A couple of weeks ago I asked this question about a geometric interpretation of the primitive element theorem. A comment pointed me to Proposition 1.3.15 of these notes by Charles, which reads:
Proposition 1.3.15. Let $f:X\to S$ be a morphism of schemes. Let $x$ be a point of $X$ and let $s=f(x)$. Assume that $f$ is étale at $x$. Then there exist open affine neighborhoods $U=\operatorname{Spec}B$ and $V=\operatorname{Spec}A$ of $x$ and $s$ respectively, with $f(U)\subset V$, and an $S$-immersion $U\to\mathbb A_S^1$ that identifies $U$ with an open subscheme of a closed subscheme $Z\subset \mathbb A_S^1$ defined by a monic polynomial $P\in A[X]$ such that $P^\prime$ does not vanish on $U$.

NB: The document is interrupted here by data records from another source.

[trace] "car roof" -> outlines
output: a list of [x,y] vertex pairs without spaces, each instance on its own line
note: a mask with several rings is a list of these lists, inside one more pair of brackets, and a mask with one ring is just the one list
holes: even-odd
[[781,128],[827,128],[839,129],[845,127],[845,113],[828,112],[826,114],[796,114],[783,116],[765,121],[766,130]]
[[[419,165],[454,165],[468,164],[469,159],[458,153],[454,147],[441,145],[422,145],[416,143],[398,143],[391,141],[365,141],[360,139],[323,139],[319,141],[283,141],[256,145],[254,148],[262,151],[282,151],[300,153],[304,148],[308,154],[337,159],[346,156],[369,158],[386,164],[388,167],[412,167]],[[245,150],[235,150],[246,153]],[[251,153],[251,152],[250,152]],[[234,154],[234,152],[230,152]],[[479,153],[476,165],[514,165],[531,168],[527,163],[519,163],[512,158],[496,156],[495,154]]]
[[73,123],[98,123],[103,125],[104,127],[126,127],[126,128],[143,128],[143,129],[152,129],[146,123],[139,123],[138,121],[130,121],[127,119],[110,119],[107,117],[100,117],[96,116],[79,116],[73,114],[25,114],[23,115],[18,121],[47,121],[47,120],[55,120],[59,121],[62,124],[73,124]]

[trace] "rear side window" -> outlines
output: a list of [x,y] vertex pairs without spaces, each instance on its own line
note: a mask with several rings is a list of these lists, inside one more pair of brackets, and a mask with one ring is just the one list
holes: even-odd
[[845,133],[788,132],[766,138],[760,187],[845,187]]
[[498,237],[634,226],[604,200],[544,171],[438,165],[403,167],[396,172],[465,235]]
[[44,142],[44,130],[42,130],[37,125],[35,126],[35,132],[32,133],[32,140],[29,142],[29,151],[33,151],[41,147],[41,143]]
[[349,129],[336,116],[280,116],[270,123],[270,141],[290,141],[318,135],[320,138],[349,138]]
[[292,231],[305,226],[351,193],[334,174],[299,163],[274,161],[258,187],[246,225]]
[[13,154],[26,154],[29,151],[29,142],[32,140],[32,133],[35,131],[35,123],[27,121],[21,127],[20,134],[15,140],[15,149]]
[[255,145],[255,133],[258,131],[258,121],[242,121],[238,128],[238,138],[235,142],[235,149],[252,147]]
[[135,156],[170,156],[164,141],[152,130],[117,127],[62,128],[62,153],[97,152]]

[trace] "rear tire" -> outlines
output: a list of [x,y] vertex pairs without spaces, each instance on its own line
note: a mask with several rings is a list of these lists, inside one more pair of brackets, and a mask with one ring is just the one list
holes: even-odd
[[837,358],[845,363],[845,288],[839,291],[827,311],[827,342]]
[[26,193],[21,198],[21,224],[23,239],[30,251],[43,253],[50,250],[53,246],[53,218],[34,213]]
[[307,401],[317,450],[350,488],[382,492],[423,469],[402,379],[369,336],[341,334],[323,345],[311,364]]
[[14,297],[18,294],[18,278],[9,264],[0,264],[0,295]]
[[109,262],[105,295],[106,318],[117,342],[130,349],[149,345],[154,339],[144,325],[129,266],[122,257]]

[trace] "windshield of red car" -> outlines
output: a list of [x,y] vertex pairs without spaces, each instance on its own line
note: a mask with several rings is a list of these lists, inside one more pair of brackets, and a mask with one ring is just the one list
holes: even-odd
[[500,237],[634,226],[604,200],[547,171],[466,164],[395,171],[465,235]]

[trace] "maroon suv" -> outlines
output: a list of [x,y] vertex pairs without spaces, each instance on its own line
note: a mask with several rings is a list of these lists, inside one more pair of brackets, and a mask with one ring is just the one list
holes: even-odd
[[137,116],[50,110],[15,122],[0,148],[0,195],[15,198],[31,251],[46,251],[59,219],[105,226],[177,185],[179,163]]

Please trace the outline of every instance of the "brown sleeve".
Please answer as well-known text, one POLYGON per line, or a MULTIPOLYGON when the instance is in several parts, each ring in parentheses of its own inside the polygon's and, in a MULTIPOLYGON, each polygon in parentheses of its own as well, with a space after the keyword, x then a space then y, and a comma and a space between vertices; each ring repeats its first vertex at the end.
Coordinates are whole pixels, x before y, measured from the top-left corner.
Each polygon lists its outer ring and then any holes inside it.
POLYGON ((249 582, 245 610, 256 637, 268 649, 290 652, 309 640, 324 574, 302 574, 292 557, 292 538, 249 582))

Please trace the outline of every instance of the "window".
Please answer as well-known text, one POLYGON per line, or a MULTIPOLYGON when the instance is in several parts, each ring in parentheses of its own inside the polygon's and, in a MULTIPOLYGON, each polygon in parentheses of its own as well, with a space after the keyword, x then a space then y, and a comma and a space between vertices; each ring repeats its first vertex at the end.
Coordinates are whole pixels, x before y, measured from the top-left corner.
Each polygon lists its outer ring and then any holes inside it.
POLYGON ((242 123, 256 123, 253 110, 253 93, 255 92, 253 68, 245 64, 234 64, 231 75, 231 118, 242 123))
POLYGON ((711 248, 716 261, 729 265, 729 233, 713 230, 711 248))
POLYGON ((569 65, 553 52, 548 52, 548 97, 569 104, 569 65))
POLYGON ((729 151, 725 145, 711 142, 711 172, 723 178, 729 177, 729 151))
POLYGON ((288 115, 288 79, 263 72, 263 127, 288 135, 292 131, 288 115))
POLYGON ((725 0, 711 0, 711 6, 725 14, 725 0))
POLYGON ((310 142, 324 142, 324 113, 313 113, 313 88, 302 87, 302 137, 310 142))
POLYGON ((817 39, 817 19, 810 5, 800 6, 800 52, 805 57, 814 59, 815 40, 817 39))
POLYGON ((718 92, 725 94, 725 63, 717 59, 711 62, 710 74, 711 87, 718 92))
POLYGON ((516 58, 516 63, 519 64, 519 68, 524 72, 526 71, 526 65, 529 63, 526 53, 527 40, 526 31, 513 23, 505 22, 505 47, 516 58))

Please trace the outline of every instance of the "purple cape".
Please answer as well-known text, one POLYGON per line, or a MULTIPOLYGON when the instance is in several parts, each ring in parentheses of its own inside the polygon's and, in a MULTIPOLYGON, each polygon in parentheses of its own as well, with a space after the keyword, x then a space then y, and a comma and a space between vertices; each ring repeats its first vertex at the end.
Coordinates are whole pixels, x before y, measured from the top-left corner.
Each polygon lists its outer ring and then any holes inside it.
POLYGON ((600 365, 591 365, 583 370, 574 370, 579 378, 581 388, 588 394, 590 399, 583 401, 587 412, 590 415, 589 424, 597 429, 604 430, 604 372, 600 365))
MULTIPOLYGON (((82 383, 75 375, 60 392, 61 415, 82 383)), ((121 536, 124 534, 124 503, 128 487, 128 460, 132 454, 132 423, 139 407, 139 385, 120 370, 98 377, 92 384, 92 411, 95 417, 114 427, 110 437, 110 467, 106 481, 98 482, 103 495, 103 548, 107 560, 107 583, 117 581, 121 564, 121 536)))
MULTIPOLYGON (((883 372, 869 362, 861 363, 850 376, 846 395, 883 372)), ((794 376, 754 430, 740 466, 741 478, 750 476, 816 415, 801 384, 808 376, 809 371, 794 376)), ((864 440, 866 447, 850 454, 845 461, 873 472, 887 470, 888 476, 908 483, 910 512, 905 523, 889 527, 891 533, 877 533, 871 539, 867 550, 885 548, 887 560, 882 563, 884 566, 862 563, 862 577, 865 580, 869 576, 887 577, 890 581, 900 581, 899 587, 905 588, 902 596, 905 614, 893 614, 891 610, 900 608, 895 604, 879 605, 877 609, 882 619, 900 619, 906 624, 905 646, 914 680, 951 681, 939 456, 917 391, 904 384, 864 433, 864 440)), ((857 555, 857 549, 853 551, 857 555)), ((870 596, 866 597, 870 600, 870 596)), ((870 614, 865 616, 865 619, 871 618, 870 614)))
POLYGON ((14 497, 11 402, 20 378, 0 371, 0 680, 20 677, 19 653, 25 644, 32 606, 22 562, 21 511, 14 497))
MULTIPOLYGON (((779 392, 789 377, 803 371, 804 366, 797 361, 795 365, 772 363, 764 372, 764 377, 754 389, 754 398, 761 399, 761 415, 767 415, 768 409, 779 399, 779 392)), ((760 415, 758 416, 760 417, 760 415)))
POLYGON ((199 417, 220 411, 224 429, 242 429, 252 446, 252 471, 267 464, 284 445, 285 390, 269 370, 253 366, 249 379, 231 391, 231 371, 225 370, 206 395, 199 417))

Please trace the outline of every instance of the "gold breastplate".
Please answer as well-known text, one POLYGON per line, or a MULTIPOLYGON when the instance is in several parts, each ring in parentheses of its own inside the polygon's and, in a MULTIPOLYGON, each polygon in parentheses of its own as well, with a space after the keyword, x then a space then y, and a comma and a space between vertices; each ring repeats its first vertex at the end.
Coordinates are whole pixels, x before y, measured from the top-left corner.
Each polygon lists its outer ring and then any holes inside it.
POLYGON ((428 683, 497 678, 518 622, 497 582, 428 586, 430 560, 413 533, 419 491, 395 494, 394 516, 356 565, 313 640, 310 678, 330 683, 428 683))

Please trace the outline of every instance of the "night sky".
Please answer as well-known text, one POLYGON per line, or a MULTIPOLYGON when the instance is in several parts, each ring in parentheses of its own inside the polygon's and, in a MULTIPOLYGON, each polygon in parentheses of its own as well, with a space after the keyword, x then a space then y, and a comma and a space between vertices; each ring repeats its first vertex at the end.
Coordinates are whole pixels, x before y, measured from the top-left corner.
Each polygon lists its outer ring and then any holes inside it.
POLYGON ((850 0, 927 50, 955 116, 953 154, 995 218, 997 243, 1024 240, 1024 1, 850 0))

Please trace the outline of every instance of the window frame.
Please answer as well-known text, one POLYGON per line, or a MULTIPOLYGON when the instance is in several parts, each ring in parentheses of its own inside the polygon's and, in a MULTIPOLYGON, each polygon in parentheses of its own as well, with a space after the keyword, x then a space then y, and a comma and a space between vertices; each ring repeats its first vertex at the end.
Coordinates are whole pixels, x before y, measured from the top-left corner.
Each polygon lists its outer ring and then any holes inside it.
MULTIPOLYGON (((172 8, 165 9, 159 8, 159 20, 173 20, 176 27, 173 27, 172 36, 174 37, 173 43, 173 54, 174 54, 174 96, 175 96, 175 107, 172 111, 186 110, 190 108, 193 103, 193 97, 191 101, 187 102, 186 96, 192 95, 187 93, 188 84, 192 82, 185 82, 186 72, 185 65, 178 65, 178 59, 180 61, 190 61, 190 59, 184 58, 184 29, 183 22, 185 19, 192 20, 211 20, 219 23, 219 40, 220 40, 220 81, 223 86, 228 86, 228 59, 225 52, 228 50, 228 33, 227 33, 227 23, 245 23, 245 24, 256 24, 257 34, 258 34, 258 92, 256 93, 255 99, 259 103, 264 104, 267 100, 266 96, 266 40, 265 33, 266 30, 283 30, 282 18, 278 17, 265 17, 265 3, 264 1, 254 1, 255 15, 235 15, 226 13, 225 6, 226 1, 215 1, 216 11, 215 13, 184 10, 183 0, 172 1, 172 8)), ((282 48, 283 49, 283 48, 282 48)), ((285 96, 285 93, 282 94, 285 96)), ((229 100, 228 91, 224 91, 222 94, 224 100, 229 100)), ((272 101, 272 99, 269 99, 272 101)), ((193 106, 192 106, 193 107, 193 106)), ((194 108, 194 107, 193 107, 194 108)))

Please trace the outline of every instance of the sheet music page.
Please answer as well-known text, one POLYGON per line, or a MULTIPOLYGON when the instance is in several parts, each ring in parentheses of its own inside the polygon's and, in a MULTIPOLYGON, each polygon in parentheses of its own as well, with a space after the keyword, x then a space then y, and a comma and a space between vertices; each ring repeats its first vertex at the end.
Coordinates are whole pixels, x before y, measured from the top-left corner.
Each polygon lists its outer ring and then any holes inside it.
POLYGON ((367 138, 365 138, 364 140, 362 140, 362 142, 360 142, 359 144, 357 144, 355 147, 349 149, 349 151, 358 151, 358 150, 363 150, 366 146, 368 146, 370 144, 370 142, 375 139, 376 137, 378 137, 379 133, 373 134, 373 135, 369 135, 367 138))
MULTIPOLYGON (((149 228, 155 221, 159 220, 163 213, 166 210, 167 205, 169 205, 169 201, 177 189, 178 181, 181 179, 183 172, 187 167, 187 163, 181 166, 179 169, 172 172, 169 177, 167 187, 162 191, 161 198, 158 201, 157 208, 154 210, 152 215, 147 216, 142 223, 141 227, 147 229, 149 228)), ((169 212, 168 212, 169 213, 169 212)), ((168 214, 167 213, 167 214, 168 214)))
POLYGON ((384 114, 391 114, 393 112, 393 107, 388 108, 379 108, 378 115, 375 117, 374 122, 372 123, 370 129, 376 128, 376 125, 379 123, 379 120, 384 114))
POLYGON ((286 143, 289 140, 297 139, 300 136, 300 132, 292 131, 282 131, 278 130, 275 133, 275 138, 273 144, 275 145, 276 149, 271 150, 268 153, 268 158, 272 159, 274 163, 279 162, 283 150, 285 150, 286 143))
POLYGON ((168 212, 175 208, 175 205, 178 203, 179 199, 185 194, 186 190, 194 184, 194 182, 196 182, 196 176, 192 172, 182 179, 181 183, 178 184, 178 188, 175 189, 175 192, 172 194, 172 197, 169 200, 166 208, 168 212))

Remark 1.3.16. Conversely, it is easy to check that such a $U$ is étale over $S$. The theorem above should be considered as a generalization of the primitive element theorem for separable extensions of fields.
For proof author cites chapter V of Raynaud's Anneaux locaux henséliens, but I cannot read french so it doesn't help me very much.
I'd like two things:
- A proof of this proposition (an English reference would be great);
- An explanation of the geometric picture, and why this generalizes the classical primitive element theorem. Why is separability no longer needed?
As stated in the comments, this is (10) in http://stacks.math.columbia.edu/tag/02GU, up to notational changes. You can probably find it in Bosch-Lütkebohmert-Raynaud's Néron Models here.
Let $K/k$ be a finite extension of fields. Then it is separable if and only if $\text{Spec}\,K \to \text{Spec}\,k$ is étale (this is by the differential criterion for étaleness), so taking $X = \text{Spec}\,K$, $S = \text{Spec}\,k$ we do recover the classical result (note that $U$ is the $\text{Spec}$ of $A[X]/P$ with the notations above). Geometrically, it means that $X$ can locally be defined by a single equation. Here is another interpretation: general results show that if $X \to S$ is étale, then Zariski-locally, $X$ can be cut out by $r$ equations in $\mathbb{A}^r \times S$ with the differential of these equations being independent. Now the local inversion theorem does not hold for the Zariski topology so we can not take $r = 0$. What the proposition shows is that we can at least take $r = 1$.